Georgia doesn't title boats or trailers.


----------



## hoochfisher (Sep 24, 2009)

ok. 

but i do have a title from the original owner who bought it new. is there no way it can be transfered to my name?


----------



## Backlasher82 (Sep 24, 2009)

I had a NC title for a boat and trailer I bought from a guy in North Carolina and took them both into the Rabun County tag office when I bought the trailer tag.
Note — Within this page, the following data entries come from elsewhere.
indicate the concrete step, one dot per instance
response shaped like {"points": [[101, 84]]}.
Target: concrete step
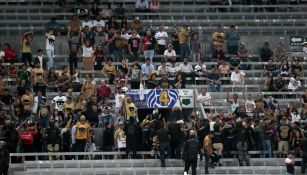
{"points": [[156, 170]]}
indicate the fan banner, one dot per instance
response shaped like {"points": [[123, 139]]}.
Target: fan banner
{"points": [[162, 98]]}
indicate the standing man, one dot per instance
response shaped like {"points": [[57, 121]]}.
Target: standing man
{"points": [[190, 151], [183, 37], [208, 150], [50, 40], [161, 37], [164, 139]]}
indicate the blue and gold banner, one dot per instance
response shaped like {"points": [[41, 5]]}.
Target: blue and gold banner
{"points": [[162, 98]]}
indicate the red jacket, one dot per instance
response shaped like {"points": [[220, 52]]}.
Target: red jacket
{"points": [[104, 91]]}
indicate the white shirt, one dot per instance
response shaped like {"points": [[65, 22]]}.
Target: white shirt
{"points": [[204, 99], [294, 84], [199, 69], [186, 68], [50, 40], [87, 23], [170, 54], [236, 77], [173, 70], [250, 105], [59, 102], [87, 51], [161, 37]]}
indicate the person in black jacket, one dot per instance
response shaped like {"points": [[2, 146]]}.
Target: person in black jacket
{"points": [[108, 141], [53, 137], [190, 152], [40, 59], [164, 138], [303, 146]]}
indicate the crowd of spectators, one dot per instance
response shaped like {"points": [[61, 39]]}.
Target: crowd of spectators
{"points": [[31, 118]]}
The nice lady that sold me the tag handed the titles back and told me Georgia doesn't title boats or trailers.

Take your paperwork to your county tag office when you buy your tag, your experience may be different.


----------



## boneboy96 (Sep 24, 2009)

Keep it in a safe place (like all important documents) and give it over to the next person who comes in possession of the boat, should you ever decide to sell it.   Congrats on your 1st boat...I'll expect some pics in the photo section!


----------



## jimbo4116 (Sep 24, 2009)

Backlasher82 said:


> Georgia doesn't title boats or trailers.



Georgia does not have a title requirement for boats but you must register them through DNR.  

You will need a notarized bill of sale, the boat registration card from the previous owner.  You can get the form to change registration from most hunting and fishing license dealers or boat dealer. I think you can print one off line.  

Go on the DNR website and follow the directions.

Georgia does not require titles on trailers weighing 2000 lbs or less. You will have to go to the tag office for the trailer. You will need the bill of sale from the previous owner for the trailer to buy a tag. If you have a title from the previous owner take it with you it won't hurt.


----------